Department of Therapeutic Radiology, Yale School of Medicine, New Haven, CT 06520–8040, USA.
Am J Clin Oncol. 2011 Feb;34(1):76-81. doi: 10.1097/COC.0b013e3181d26d45.
The effect of adjuvant radiation therapy (RT) on survival in patients with adenoid cystic carcinoma (ACC) is much debated. Studies with large numbers of patients and long follow-up are lacking in the literature.
We identified 2286 single-primary ACCs of the head and neck treated with surgery in the National Cancer Institute's surveillance, epidemiology, and end results database. The determinants of survival, including the effect of adjuvant RT, were analyzed with a Cox Proportional Hazards Model.

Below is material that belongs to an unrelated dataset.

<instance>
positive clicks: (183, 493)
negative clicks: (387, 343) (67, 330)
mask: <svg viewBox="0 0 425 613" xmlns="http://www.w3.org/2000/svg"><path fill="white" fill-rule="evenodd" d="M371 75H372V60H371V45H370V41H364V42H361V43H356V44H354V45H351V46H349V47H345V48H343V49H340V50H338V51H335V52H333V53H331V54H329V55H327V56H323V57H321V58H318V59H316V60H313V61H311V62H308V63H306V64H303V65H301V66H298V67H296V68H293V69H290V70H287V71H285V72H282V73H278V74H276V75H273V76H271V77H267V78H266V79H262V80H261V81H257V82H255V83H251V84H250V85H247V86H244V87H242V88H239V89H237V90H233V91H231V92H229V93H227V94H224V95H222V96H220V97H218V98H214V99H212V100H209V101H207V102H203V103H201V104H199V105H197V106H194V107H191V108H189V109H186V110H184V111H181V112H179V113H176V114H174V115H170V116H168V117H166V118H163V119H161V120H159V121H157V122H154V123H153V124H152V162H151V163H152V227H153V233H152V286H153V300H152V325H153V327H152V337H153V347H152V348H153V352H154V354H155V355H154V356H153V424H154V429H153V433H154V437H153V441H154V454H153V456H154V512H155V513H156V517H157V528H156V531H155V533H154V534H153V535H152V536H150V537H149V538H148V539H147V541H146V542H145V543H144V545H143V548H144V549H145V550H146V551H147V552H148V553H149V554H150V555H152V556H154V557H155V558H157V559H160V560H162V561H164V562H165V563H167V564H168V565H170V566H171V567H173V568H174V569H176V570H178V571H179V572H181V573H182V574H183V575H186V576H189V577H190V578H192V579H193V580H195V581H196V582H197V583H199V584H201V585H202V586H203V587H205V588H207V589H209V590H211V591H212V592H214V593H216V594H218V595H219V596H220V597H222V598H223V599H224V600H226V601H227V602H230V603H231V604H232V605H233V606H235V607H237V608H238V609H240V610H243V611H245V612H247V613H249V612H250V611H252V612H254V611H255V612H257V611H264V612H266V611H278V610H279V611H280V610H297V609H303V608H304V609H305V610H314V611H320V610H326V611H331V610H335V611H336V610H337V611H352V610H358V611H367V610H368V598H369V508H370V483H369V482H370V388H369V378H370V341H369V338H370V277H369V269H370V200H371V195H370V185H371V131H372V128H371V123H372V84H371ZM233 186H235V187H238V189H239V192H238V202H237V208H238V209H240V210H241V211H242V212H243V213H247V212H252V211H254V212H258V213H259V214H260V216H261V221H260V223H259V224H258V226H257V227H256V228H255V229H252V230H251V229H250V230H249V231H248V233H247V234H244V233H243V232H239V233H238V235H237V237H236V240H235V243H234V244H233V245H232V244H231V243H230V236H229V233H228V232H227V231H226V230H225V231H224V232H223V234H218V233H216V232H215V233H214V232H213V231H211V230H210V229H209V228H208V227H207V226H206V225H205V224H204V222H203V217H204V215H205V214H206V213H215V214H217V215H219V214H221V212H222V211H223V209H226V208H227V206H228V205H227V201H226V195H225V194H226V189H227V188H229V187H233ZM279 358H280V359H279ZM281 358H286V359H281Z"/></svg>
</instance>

The overall 5-, 10-, 15-, 20-, and 25-year survival rates for patients receiving surgical resection were 77.3%, 59.6%, 44.9%, 35.0%, 25.5%, respectively. In the interval between 10 and 30 years after diagnosis, 111 patients died of ACC, and 137 died of all competing causes combined. Increasing stage caused a decrease in survival that was proportional over time. On multivariable analysis, distant metastasis, lymph node involvement, higher T classification, increasing age, and submandibular gland, or sinus/nasal cavity subsites were each independently associated with decreased overall and cause-specific survival. Adjuvant RT failed to improve overall or cause-specific survival.

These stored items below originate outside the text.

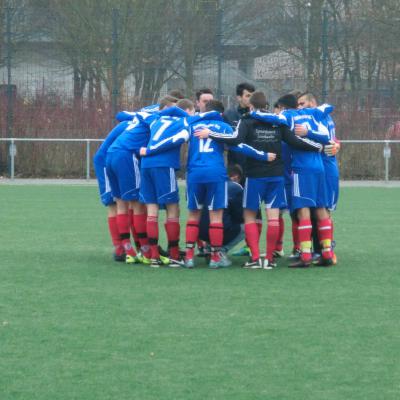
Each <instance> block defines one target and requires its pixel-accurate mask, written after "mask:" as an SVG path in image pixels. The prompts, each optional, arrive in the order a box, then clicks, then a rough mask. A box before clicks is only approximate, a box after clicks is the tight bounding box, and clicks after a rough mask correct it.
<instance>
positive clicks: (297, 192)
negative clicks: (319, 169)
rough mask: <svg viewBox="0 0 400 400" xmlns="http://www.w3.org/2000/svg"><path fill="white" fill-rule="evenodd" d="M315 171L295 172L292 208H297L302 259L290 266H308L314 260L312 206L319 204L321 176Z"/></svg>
mask: <svg viewBox="0 0 400 400" xmlns="http://www.w3.org/2000/svg"><path fill="white" fill-rule="evenodd" d="M317 175H318V174H314V173H294V174H293V188H292V209H293V210H297V217H298V240H299V243H300V250H301V254H300V260H299V261H297V262H294V263H292V264H290V265H289V267H292V268H296V267H308V266H309V265H310V264H311V261H312V254H311V247H312V246H311V243H312V242H311V235H312V224H311V213H310V208H312V207H316V205H317V193H318V185H319V178H318V177H317Z"/></svg>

Cause-specific survival continues to decline up to 30 years after diagnosis in ACC of the head and neck. In the interval between 10 and 30 years after diagnosis, patients are nearly as likely to die of ACC as from all competing causes combined. Certain clinicopathological factors are associated with decreased survival. There is no evidence of increased survival in patients receiving adjuvant RT.

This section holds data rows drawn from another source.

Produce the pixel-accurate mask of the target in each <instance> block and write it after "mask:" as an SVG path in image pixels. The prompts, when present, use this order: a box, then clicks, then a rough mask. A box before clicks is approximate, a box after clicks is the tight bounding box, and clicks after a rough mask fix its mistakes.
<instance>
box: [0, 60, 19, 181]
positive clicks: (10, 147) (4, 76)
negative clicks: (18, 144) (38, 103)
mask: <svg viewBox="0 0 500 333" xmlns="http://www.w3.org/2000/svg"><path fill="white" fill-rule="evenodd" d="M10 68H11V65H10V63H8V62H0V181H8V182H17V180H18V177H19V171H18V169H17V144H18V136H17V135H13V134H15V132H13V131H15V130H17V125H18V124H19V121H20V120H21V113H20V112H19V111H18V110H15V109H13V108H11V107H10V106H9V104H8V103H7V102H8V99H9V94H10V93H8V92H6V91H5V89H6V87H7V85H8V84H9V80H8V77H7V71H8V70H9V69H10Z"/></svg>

辅助放疗(RT)对腺样囊性癌(ACC)患者生存的影响存在很大争议。文献中缺乏患者数量多且随访时间长的研究。
我们在国家癌症研究所的监测、流行病学和最终结果数据库中确定了 2286 例头颈部单一原发性 ACC 患者,这些患者接受了手术治疗。采用 Cox 比例风险模型分析了生存的决定因素,包括辅助 RT 的效果。
接受手术切除的患者的总 5 年、10 年、15 年、20 年和 25 年生存率分别为 77.3%、59.6%、44.9%、35.0%和 25.5%。在诊断后 10 至 30 年的间隔内,有 111 例患者死于 ACC,137 例患者死于所有竞争原因的组合。分期的增加导致生存时间成比例下降。多变量分析显示,远处转移、淋巴结受累、较高的 T 分类、年龄增加以及颌下腺或鼻窦/鼻腔亚部位与总生存率和特定原因生存率降低独立相关。辅助 RT 未能改善总体生存率或特定原因生存率。
头颈部 ACC 患者在诊断后 30 年内仍持续出现特定原因的生存率下降。在诊断后 10 至 30 年的间隔内,死于 ACC 的患者与死于所有竞争原因的患者比例几乎相等。某些临床病理因素与生存率降低相关。接受辅助 RT 的患者没有生存获益的证据。